In Switzerland, I was always inside for my work. In Naxos, I am permanently outside. This means strong and cold winds in the winter and very hot weather in the summer! To depend on Nature and to be surrounded by it taught me to look differently and lead me to a more open path. The archaic beauty of this island gives me a lot – nearly everything I have needed to become the sculptor I am today. I am very grateful to live here.
Your website states: “The basis for these ideas is the study of the ancient and pre-antique world of forms and walking through the landscape in which the individual forms themselves form a contribution to the later design.” Could you explain this process?
I have always been touched by simplicity in art. On the other hand, I experienced that myths are still alive- in every tree, plant or creek is sitting a god or goddess and they are whispering to us. Maybe this sounds a little bit crazy? But that’s why I like to combine simplicity with mythological expression.
Marble sculpture is a hallmark of Greek culture because of its beauty and its longevity. What do you hope people take from your work hundreds of years from now?
Haha! If my work is touching people after hundreds of years, I will celebrate that- hopefully sitting on a cloud with a glass of champagne. Really – all that I put into my sculptures is goodness. If people start to see/feel this than I am heavenly satisfied.
Where can one find your creations in Greece and abroad?

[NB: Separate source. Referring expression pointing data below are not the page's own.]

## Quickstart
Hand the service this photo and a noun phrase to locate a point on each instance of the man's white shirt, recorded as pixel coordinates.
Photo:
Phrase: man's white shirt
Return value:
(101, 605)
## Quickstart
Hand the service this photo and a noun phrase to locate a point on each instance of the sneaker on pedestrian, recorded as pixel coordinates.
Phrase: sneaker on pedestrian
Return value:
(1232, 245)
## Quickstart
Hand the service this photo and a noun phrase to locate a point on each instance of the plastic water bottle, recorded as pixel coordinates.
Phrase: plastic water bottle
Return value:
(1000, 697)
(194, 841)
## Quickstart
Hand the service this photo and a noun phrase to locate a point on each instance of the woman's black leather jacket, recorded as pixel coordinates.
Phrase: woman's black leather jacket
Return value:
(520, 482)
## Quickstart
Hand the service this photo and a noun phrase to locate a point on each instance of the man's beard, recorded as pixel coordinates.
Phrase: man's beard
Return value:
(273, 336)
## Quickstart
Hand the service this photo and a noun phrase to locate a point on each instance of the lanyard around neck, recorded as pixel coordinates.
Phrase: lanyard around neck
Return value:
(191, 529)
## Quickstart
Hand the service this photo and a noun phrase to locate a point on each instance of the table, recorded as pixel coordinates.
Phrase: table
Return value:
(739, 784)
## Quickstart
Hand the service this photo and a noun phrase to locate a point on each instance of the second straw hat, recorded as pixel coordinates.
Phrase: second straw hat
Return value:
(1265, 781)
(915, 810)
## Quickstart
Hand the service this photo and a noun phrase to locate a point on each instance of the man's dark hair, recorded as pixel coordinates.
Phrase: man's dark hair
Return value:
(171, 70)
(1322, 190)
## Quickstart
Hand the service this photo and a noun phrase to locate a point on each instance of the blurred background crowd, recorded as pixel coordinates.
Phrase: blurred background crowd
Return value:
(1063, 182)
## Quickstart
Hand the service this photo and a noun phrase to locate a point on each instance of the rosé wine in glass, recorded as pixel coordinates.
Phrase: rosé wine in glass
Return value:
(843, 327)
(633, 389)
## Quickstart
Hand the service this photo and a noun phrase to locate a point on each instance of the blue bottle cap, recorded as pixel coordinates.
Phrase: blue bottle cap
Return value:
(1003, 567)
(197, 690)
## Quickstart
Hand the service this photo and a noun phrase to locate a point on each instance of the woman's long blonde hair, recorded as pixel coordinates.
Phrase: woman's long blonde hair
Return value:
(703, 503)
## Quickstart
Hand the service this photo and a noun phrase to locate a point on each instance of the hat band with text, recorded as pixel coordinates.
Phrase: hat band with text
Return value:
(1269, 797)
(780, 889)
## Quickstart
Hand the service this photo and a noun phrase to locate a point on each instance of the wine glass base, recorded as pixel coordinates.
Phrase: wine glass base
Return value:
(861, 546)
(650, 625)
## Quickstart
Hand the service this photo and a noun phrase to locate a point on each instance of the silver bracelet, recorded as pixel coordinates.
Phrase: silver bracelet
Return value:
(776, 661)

In Greece: At the Museum of Cycladic Art, Cycladic Art Shop Athens and at the CAN Christina Androulidaki Gallery in Athens. On Naxos at Fish & Olive Gallery, on Paros at Tantanis, on Antiparos at morethanthis Design Shop & Studio. on Tinos: Karybu Home&Fashion and on Andros at Waikiki Andros.
Abroad: In the UK in London, at Mouki mou. In Switzerland, at Ehrenzeller Wohnen in Luzern, at Visite Privée in Zürich, at Lisa Feiler Intérior GmbH in Bern, at Grimsel GmbH St. in Basel and at the Blumengalerie Claudia Lischer in Moritz. At the Philia Galerie in New York, USA and at Salt by the Caza Project in Toronto, Canada and listed with Artling.com in Asia.
Greece to you is…
Good sense and madness.
On Naxos, I like to
Eat at Taverna Axiotissa, Music Café and nearly every kafenion in the villages, swim at a hidden small bay and shop at the weekly farmers market.
When I’m not sculpting,
I like to paint, walk through my garden, read books and meet friends.
The book next to your bedside table is …..
An insider tip you’d like to give anyone visiting Naxos:
If you come to Naxos, you should eat dinner at Petrino, the small restaurant above Abrami Beach (only with reservation). They cook an excellent meal, and the view of the sea is amazing. Below there is a small beach for a swim…. probably with a mermaid!